Tourettes is one of New Zealands’ most exciting musical entities. Entity is an appropriate word considering the nature in which he ‘gets around’ the musical landscape. From Punk band beginnings, to Fifth Floor in Wellington, to Hip Hop as part of the Breakin Wreckwordz collective, to spoken word performances in recent years, and guest appearances on other artists’ tracks for the best part of a decade – Dominic has certainly ticked some boxes.

Tourettes has also released an album every 2 years since 2005, ‘Tiger Belly’ is his first for the Round Trip Mars label. The first taster was the solid (and somewhat hilarious) ‘Inside My Head’. It has a real punk vibe with live guitars, bass and drums. This no doubt has to do with those involved with the making of this album. Tiger Belly’s album credits include Saan Barratt from The Vietnam War handling all the music and arrangements, and Karl Steven of Drab Doo Riffs’ tracking and producing all the vocals as well as mixing the album. The influence of these two on ‘Tiger Belly’ is obvious in regards to the backing track instrument choices and the overall feel of the album.

To my mind, Tourettes has always been from the dark side of the force, and this album is no exception with the subject matter. Bordering on bleek at times, - ‘Caspa And Alice’ – a sad tale of love, confusion and loss, to the downbeat vocal with a sublime looping melody of stand-out track - ‘World War 3’ featuring Matthew Crawley on chorus vocal duties, to the slightly absurd but genius - ‘Everybody Loves Tourettes’. The latter features vocal snippets of network television news presenters discussing the merits (or otherwise) of Tourettes. That particular track epitomises the Tourettes ethos – equally self deprecating but shouting out those who detract.

Other points of interest are the Ryuichi Sakamoto nod on ‘Valentines For Vampires’, the regular input of group-like chorus chants on ‘Tonight’ and ‘Drug Problem’, waves rolling samples feature on ‘Sat At The Beach’ (and return again on ‘Caspa And Alice’). Spoken word references on ‘…Beach’ and ‘The Phones Ringing’ whilst ‘So Happy’ has the more Hip Hop production for a switch up early on.

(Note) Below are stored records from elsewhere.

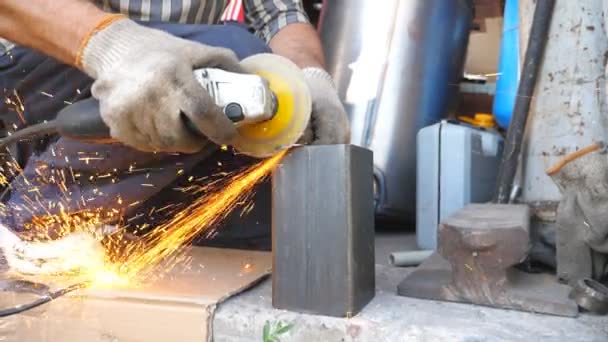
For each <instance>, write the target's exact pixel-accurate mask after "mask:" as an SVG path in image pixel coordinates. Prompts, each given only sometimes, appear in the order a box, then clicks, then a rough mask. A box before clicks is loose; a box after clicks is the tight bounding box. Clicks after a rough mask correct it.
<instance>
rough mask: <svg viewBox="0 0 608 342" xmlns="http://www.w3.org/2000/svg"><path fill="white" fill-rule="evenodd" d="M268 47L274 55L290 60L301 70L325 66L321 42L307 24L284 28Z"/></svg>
mask: <svg viewBox="0 0 608 342" xmlns="http://www.w3.org/2000/svg"><path fill="white" fill-rule="evenodd" d="M269 45H270V48H271V49H272V51H273V52H274V53H276V54H278V55H282V56H284V57H287V58H289V59H291V60H292V61H293V62H295V63H296V64H297V65H298V66H299V67H301V68H305V67H320V68H323V67H324V66H325V60H324V58H323V48H322V47H321V40H320V39H319V36H318V34H317V31H316V30H315V29H314V28H313V27H312V26H311V25H309V24H303V23H298V24H290V25H287V26H285V27H284V28H282V29H281V30H280V31H279V32H278V33H277V34H276V35H275V36H274V37H272V39H271V40H270V44H269Z"/></svg>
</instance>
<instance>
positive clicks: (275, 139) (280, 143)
mask: <svg viewBox="0 0 608 342" xmlns="http://www.w3.org/2000/svg"><path fill="white" fill-rule="evenodd" d="M241 65H242V66H243V68H244V69H245V71H246V72H248V73H251V74H257V75H259V76H262V77H263V78H265V79H266V80H267V81H268V83H269V87H270V90H272V92H273V93H274V95H275V96H276V99H277V110H276V114H275V115H274V116H273V117H272V118H271V119H270V120H267V121H263V122H259V123H253V124H247V125H243V126H241V127H239V128H238V132H239V135H238V137H237V139H236V141H235V142H234V143H233V146H234V148H235V149H236V150H237V151H239V152H242V153H244V154H246V155H250V156H253V157H258V158H264V157H269V156H272V155H274V154H276V153H277V152H278V151H280V150H283V149H286V148H289V147H291V146H292V145H294V144H295V143H296V142H297V141H298V139H300V137H301V136H302V134H303V133H304V130H305V129H306V126H307V125H308V121H309V120H310V113H311V110H312V100H311V98H310V91H309V90H308V86H307V85H306V82H305V81H304V74H303V73H302V70H300V68H298V66H297V65H295V64H294V63H293V62H292V61H290V60H288V59H286V58H284V57H281V56H278V55H273V54H267V53H264V54H257V55H253V56H251V57H247V58H245V59H244V60H242V61H241Z"/></svg>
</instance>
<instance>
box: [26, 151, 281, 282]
mask: <svg viewBox="0 0 608 342" xmlns="http://www.w3.org/2000/svg"><path fill="white" fill-rule="evenodd" d="M285 154H286V151H283V152H280V153H279V154H277V155H276V156H274V157H272V158H270V159H267V160H264V161H262V162H260V163H258V164H256V165H254V166H251V167H249V168H247V169H245V170H243V171H240V172H234V173H230V174H227V173H222V175H223V178H221V179H219V180H217V179H216V180H212V181H210V182H207V183H206V184H203V185H201V184H200V183H196V182H192V183H189V186H188V189H187V190H185V191H186V192H188V193H190V194H193V195H195V197H196V199H195V200H194V201H193V202H192V203H190V204H188V205H186V206H185V208H184V206H181V205H180V204H179V203H174V204H170V205H167V206H165V207H162V208H158V209H153V210H151V211H150V213H149V214H148V216H150V215H151V214H152V213H153V212H154V213H159V212H161V211H167V212H169V213H170V214H171V215H172V216H171V218H170V219H168V221H167V222H165V223H162V224H160V225H159V226H156V227H155V228H154V229H151V230H149V231H147V232H144V233H143V235H142V236H141V237H139V238H137V239H133V236H132V235H129V234H128V233H127V232H126V228H125V227H119V228H117V229H116V231H115V232H114V233H113V234H111V235H109V236H105V237H101V236H100V237H99V238H100V239H103V240H102V244H103V250H104V254H105V256H104V259H105V261H104V262H103V263H97V262H96V263H90V264H89V265H87V266H86V269H84V268H82V269H80V270H79V273H78V276H85V277H86V278H87V279H89V282H90V283H91V285H92V286H96V287H108V286H125V285H129V284H131V285H132V284H141V283H142V282H145V281H148V280H150V278H151V277H162V276H164V275H166V273H167V272H168V271H169V270H171V269H172V267H173V266H175V265H176V264H178V263H179V264H181V263H183V262H184V260H185V258H186V257H185V256H184V253H183V252H184V251H185V247H187V246H189V245H190V244H191V242H192V241H193V240H194V239H195V238H196V237H198V236H201V235H202V234H205V235H204V236H207V237H208V236H211V235H212V234H214V233H215V231H214V229H215V228H216V227H217V226H218V224H219V223H220V222H221V221H222V220H223V219H225V218H226V217H227V216H228V215H229V214H230V213H231V212H232V210H233V209H235V208H236V207H238V206H241V205H245V210H251V208H252V205H251V204H250V203H251V202H250V200H251V197H252V196H253V189H254V187H255V185H256V184H258V183H260V182H261V181H262V180H264V179H265V178H266V177H268V176H269V175H270V173H271V172H272V171H273V170H274V169H275V168H276V167H277V165H278V164H279V162H280V161H281V159H282V158H283V156H284V155H285ZM205 178H206V177H205ZM205 178H201V179H197V181H199V180H204V179H205ZM142 185H144V184H142ZM83 200H84V199H83ZM122 201H123V200H122V199H121V198H120V197H118V198H117V202H118V203H119V204H120V203H122ZM137 204H139V202H134V203H131V204H129V206H135V205H137ZM32 205H34V203H33V204H32ZM58 205H60V206H61V202H58ZM169 210H170V211H169ZM115 214H116V213H114V212H112V211H111V210H108V211H102V210H101V209H100V210H97V211H93V212H80V213H77V214H76V215H74V214H69V215H68V214H66V213H65V212H64V211H63V210H61V213H60V214H59V215H48V216H45V217H37V218H36V219H35V220H34V222H32V227H31V229H30V232H31V233H32V234H31V236H32V239H35V240H38V239H42V240H44V239H45V238H46V239H48V237H49V236H48V235H46V234H45V233H40V232H44V231H45V228H48V227H49V226H50V225H57V224H58V223H59V224H60V226H61V227H60V229H59V234H58V235H59V236H63V235H65V234H67V233H69V232H75V231H81V232H82V231H84V232H89V233H90V232H92V231H97V232H98V231H99V229H100V227H102V226H103V224H104V221H105V218H106V217H112V216H113V215H115ZM143 215H145V214H144V213H143V212H142V213H140V214H139V216H143ZM139 216H138V217H139ZM148 227H149V226H148V225H147V224H144V225H143V226H142V227H140V229H141V230H144V229H146V228H148ZM70 256H71V257H72V258H70V259H71V260H73V259H74V258H77V259H78V258H79V257H81V256H79V255H73V256H72V255H70ZM82 257H84V256H82ZM252 267H253V266H252V265H251V264H246V265H244V270H245V271H247V270H249V269H251V268H252ZM72 272H73V271H72Z"/></svg>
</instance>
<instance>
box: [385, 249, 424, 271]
mask: <svg viewBox="0 0 608 342" xmlns="http://www.w3.org/2000/svg"><path fill="white" fill-rule="evenodd" d="M431 254H433V251H428V250H427V251H403V252H393V253H391V254H390V255H389V256H388V261H389V263H390V264H391V265H392V266H395V267H413V266H418V265H420V264H421V263H422V262H423V261H424V260H426V258H428V257H429V256H431Z"/></svg>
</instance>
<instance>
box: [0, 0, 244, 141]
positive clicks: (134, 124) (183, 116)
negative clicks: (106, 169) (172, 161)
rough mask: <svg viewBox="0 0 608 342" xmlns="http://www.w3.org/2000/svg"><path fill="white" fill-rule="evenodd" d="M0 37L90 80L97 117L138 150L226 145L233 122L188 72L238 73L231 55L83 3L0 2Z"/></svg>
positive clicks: (75, 0)
mask: <svg viewBox="0 0 608 342" xmlns="http://www.w3.org/2000/svg"><path fill="white" fill-rule="evenodd" d="M0 36H2V37H3V38H6V39H9V40H11V41H13V42H15V43H18V44H21V45H25V46H29V47H31V48H33V49H36V50H38V51H40V52H42V53H44V54H46V55H48V56H51V57H54V58H56V59H58V60H60V61H62V62H64V63H66V64H69V65H74V66H76V67H78V68H80V69H81V70H83V71H84V72H85V73H87V74H88V75H89V76H91V77H93V78H94V79H95V82H94V84H93V87H92V93H93V96H94V97H95V98H97V99H98V100H99V103H100V112H101V116H102V119H103V121H104V122H105V123H106V124H107V125H108V127H109V128H110V134H111V135H112V137H114V138H116V139H117V140H119V141H121V142H123V143H125V144H127V145H129V146H131V147H134V148H137V149H139V150H143V151H163V152H196V151H199V150H200V149H202V148H203V147H204V146H205V145H206V143H207V139H205V138H201V137H200V136H198V135H196V134H193V133H192V132H191V131H189V130H188V129H187V128H186V127H185V125H184V122H183V120H184V116H185V117H186V118H187V119H189V120H190V121H192V122H193V123H194V124H195V125H196V126H197V128H198V129H199V130H200V131H201V132H202V133H203V134H204V135H205V136H206V138H208V139H209V140H211V141H213V142H215V143H216V144H230V143H231V142H232V139H233V138H234V137H236V128H235V127H234V124H233V123H232V122H231V121H230V120H229V119H228V118H227V117H226V116H225V115H224V114H223V113H222V111H221V109H220V108H219V107H217V106H216V105H215V103H214V101H213V99H212V98H211V96H210V95H209V94H208V93H207V92H206V91H205V89H204V88H203V87H202V86H201V85H200V84H199V83H198V82H197V81H196V79H195V78H194V75H193V73H192V71H193V69H198V68H203V67H219V68H222V69H225V70H229V71H240V66H239V64H238V59H237V58H236V55H235V54H234V53H233V52H232V51H230V50H228V49H223V48H217V47H211V46H207V45H203V44H199V43H195V42H191V41H187V40H184V39H181V38H177V37H175V36H172V35H170V34H168V33H165V32H162V31H159V30H155V29H151V28H147V27H143V26H141V25H138V24H137V23H135V22H134V21H131V20H129V19H127V18H125V17H123V16H121V15H119V14H109V13H105V12H103V11H101V10H99V9H97V8H96V7H95V6H94V5H92V4H91V3H90V2H89V1H87V0H53V1H49V0H0Z"/></svg>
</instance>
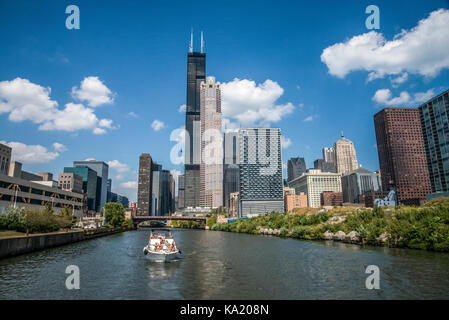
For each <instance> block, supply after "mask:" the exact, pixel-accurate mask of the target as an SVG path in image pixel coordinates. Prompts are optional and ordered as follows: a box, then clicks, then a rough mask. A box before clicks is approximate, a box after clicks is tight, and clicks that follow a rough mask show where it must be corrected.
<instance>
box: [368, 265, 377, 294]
mask: <svg viewBox="0 0 449 320" xmlns="http://www.w3.org/2000/svg"><path fill="white" fill-rule="evenodd" d="M365 273H368V274H370V275H369V276H368V277H367V278H366V280H365V287H366V288H367V289H368V290H372V289H380V270H379V267H378V266H375V265H369V266H368V267H366V270H365Z"/></svg>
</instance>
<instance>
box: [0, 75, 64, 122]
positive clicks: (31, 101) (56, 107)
mask: <svg viewBox="0 0 449 320" xmlns="http://www.w3.org/2000/svg"><path fill="white" fill-rule="evenodd" d="M50 92H51V89H50V88H44V87H42V86H40V85H37V84H34V83H31V82H30V81H29V80H28V79H21V78H16V79H14V80H12V81H1V82H0V114H2V113H9V117H8V118H9V120H10V121H13V122H21V121H25V120H30V121H33V122H34V123H42V122H45V121H47V120H48V119H51V118H52V117H53V112H54V111H55V110H56V109H57V107H58V103H57V102H56V101H53V100H51V99H50Z"/></svg>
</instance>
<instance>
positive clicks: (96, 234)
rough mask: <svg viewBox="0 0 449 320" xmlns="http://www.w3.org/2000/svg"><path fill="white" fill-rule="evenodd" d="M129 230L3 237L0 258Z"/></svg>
mask: <svg viewBox="0 0 449 320" xmlns="http://www.w3.org/2000/svg"><path fill="white" fill-rule="evenodd" d="M127 230H129V229H126V228H123V229H122V228H120V229H115V230H100V231H95V232H92V231H89V232H84V231H75V232H72V231H70V232H58V233H51V234H37V235H29V236H18V237H8V238H2V239H0V259H3V258H9V257H13V256H17V255H21V254H24V253H30V252H34V251H39V250H44V249H48V248H52V247H57V246H62V245H66V244H71V243H75V242H78V241H83V240H89V239H94V238H98V237H103V236H107V235H110V234H114V233H118V232H123V231H127Z"/></svg>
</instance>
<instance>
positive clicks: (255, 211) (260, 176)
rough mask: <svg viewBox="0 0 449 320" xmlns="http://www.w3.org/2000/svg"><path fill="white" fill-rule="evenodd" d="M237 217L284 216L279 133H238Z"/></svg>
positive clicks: (239, 131)
mask: <svg viewBox="0 0 449 320" xmlns="http://www.w3.org/2000/svg"><path fill="white" fill-rule="evenodd" d="M239 162H240V171H239V184H240V200H239V214H240V215H241V216H243V217H245V216H252V215H260V214H265V213H271V212H279V213H283V212H284V195H283V183H282V158H281V130H280V129H277V128H250V129H239Z"/></svg>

Overall, Tourettes has made a very bold, and ultimately smart move bringing together a standout line-up of musicians and producers from different genres. Although the new album doesn’t his feature regular production partner Scratch 22, it does clearly show the man has exceptional dynamic diversity and versatility with his musical choices, and waxing lyrical - Tourettes is as sharp witted, topical, and informed as ever. Make no mistake, this is a Hip Hop record but ‘Tiger Belly’ is an album that is just as refreshing to the indie crowd.